- Sire: Arts and Letters
- Grandsire: Ribot
- Dam: Christmas Wind
- Damsire: Nearctic
- Sex: Gelding
- Foaled: 1976
- Country: United States
- Colour: Bay
- Owner: Rokeby Stables
- Trainer: MacKenzie Miller
- Record: 29: 14-7-1
- Earnings: US$888,900

Major wins
- Nassau County Handicap (1980, 1983) Brooklyn Handicap (1980) Marlboro Cup (1980) Suburban Handicap (1980, 1983)

= Winter's Tale (horse) =

American-bred Thoroughbred racehorse

Winter's Tale (1976-2002) was an American Thoroughbred racehorse.

==Background==
Winter's Tale was bred by owner Paul Mellon. His sire was U.S. Racing Hall of Fame inductee Arts and Letters, a son of a European superstar, the undefeated runner and British Champion sire Ribot. His dam, Christmas Wind, was a Canadian daughter of E. P. Taylor's sire Nearctic, the sire of Northern Dancer.
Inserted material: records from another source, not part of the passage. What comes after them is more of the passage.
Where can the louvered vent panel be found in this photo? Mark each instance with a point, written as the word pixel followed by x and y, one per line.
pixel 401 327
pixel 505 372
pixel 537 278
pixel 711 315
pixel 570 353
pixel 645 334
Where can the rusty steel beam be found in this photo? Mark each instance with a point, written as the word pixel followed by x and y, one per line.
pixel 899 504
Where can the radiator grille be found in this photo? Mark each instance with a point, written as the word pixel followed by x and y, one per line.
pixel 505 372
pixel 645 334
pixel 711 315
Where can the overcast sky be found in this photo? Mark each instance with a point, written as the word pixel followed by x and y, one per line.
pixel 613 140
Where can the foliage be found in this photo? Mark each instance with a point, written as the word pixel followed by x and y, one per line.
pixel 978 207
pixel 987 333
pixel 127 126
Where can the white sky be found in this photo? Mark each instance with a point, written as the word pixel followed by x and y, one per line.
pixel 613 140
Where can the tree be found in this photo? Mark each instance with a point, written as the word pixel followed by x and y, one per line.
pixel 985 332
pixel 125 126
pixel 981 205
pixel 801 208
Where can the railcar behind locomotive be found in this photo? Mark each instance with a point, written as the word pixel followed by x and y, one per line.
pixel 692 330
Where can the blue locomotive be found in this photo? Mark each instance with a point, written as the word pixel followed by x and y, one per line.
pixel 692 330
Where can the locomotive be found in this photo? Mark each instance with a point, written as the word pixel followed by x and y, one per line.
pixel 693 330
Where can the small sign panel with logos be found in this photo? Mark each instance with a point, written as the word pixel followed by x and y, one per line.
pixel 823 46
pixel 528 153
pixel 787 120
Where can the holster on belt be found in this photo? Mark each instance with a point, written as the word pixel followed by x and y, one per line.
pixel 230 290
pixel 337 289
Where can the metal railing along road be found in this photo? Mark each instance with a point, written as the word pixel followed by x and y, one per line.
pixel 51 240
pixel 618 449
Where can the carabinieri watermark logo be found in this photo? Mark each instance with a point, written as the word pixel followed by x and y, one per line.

He was conditioned for racing by Hall of Fame trainer MacKenzie Miller,

==Racing career==
Winter's Tale began racing at age three in 1979 and, because he was a gelding, continued to race through age seven. In 1980, he won many of the top dirt races for older horses in the pre-Breeders' Cup era. At Belmont Park, he began a three-race win streak with a record seven and three-quarter length victory in the June 15 Nassau County Handicap. Then, in what the New York Times headlined as a "Most Perfect Ride", jockey Jeffrey Fell rode Winter's Tale to victory in the July 4, 1980, Suburban Handicap, also at Belmont. He then won the July 19th Brooklyn Handicap and although he suffered shin problems, in September Winter's Tale earned his eighth win from eleven career starts with a victory in the Marlboro Cup at Belmont Park.

In 1983, at age seven, Winter's Tale won his second Nassau County Handicap and his second Suburban Handicap.

==Retirement==
Winter's Tale was retired from racing to Paul Mellon's farm in Virginia, where he died in 2002 at age twenty-six.